Calling the bill “oxymoronic”, the Governor cites several consumer emails to her office opposing provisions of HB-5617. However, she does not cite other emails received by her office, obtained through a Freedom of Information request, citing exactly the problems HB-5617 is designed to address. A few examples:

“I read, with excitement and hope about Governor Rell’s health care proposal yet have one concern. The stipulation that a person has to be uninsured for a minimum of 6 months to qualify for the Charter Oak Plan. I find that extremely unfair and risky. . . . I took on a second job because the cost of insuring myself is so unreachable I need additional income to pay the premium each month. . . . Now, to hear that people like me will be required to go without that safety net for 6 months to get the Governor’s proposed insurance coverage, seems terribly financially risky. . . . To take that chance and potentially bankrupt me and my family? Seems crazy to me.”
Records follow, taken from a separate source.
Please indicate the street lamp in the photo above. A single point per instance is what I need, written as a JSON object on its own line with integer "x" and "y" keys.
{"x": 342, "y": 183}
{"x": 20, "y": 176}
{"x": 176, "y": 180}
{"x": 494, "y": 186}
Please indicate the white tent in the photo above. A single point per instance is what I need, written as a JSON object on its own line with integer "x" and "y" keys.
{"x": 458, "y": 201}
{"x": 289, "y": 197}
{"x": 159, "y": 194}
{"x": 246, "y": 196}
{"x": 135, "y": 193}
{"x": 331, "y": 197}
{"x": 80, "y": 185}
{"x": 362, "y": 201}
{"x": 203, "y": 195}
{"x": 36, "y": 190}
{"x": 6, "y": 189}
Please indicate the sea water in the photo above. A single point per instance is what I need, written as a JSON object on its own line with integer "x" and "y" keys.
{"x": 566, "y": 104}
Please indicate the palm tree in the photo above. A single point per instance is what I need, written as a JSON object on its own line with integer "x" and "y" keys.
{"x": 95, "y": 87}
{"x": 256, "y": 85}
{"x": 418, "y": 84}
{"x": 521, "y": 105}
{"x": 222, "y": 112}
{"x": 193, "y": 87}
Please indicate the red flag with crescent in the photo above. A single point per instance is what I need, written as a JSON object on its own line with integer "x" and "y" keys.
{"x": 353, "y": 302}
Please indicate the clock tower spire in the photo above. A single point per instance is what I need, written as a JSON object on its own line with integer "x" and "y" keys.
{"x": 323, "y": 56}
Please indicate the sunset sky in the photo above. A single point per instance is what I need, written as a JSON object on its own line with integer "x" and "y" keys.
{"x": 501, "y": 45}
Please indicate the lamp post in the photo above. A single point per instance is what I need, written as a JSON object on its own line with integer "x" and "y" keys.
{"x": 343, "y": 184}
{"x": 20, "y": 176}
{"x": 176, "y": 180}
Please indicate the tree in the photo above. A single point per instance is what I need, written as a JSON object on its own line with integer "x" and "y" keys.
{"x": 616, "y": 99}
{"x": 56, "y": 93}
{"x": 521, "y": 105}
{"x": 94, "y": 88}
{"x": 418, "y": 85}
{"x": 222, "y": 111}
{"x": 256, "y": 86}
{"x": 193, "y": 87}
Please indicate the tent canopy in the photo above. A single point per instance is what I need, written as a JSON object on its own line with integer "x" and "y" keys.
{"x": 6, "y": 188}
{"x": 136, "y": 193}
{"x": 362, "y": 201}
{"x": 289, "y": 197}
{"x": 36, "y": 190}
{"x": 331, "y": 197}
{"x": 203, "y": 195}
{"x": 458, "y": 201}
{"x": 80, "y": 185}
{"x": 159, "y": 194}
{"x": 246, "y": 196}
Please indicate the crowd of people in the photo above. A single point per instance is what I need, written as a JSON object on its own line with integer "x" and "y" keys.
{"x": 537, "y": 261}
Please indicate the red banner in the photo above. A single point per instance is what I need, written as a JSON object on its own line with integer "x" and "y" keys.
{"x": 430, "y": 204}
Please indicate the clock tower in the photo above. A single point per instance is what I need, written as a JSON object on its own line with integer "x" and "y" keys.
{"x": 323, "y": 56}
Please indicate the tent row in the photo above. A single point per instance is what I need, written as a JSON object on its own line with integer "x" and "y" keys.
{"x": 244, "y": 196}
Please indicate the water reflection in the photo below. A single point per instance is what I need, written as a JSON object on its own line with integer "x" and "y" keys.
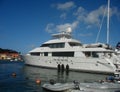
{"x": 46, "y": 74}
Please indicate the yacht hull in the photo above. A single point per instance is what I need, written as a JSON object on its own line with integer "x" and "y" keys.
{"x": 93, "y": 65}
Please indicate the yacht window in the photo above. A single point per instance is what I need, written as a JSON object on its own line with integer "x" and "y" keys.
{"x": 64, "y": 54}
{"x": 91, "y": 54}
{"x": 45, "y": 53}
{"x": 35, "y": 53}
{"x": 54, "y": 45}
{"x": 87, "y": 54}
{"x": 94, "y": 54}
{"x": 74, "y": 44}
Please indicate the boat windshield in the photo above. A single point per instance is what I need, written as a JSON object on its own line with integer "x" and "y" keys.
{"x": 74, "y": 44}
{"x": 54, "y": 45}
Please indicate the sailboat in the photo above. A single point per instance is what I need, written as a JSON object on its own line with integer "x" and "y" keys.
{"x": 65, "y": 53}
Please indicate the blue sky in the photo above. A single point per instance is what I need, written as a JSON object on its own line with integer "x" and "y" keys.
{"x": 26, "y": 24}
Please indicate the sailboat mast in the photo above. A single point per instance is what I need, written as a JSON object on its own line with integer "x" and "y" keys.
{"x": 108, "y": 21}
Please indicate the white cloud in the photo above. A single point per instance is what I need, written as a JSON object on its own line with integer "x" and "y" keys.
{"x": 85, "y": 35}
{"x": 65, "y": 6}
{"x": 50, "y": 27}
{"x": 94, "y": 17}
{"x": 63, "y": 15}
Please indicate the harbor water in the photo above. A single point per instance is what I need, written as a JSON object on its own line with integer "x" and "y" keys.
{"x": 18, "y": 77}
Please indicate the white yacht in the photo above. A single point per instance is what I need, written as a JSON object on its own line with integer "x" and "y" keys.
{"x": 65, "y": 52}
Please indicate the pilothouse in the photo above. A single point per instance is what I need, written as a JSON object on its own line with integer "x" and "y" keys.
{"x": 66, "y": 52}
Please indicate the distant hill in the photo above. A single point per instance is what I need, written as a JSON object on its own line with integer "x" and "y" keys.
{"x": 7, "y": 50}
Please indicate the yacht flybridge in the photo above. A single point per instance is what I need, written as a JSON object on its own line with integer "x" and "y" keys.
{"x": 65, "y": 52}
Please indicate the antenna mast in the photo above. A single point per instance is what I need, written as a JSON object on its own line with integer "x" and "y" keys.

“I am very much in favor of the Charter Oak Health Plan for the uninsured populations of CT. I am concerned, however, over the 6-month wait period which means a person must go without insurance for 6 months before they can go into the plan. Six months is a long time to go without insurance. One could very well go bankrupt during that period if something medically detrimental happened.”

“I applaud your effort to secure low-cost health care coverage for the quarter-million uninsured Connecticut residents. However, low-cost is a pretty relative term, I’ve found! To expect a family earning $24,000 annually to pay $3,000 for health-care coverage is pretty unrealistic, as that segment (my segment!) of the population is already stretched to the very limit . . . $250 a month might seem a pittance to somebody in a higher tax bracket, but let me assure you, it might as well be $2500 a month to somebody netting less than $2,000 a month; it’s just out of reach.”

“I read your [health insurance] proposal with great interest and hope. I am concerned though, that I think you are missing some key points. . . Your plan goes a long way in addressing that problem [of the uninsured] but it leaves out those of us who have taken the responsibility of providing coverage for our families. . . . I know in my heart that I am that I am doing the right thing, being responsible and not becoming a burden to the state. I need the state to do what is responsible. . . To help the uninsured is fine, but what are we supposed to do who have maintained coverage?”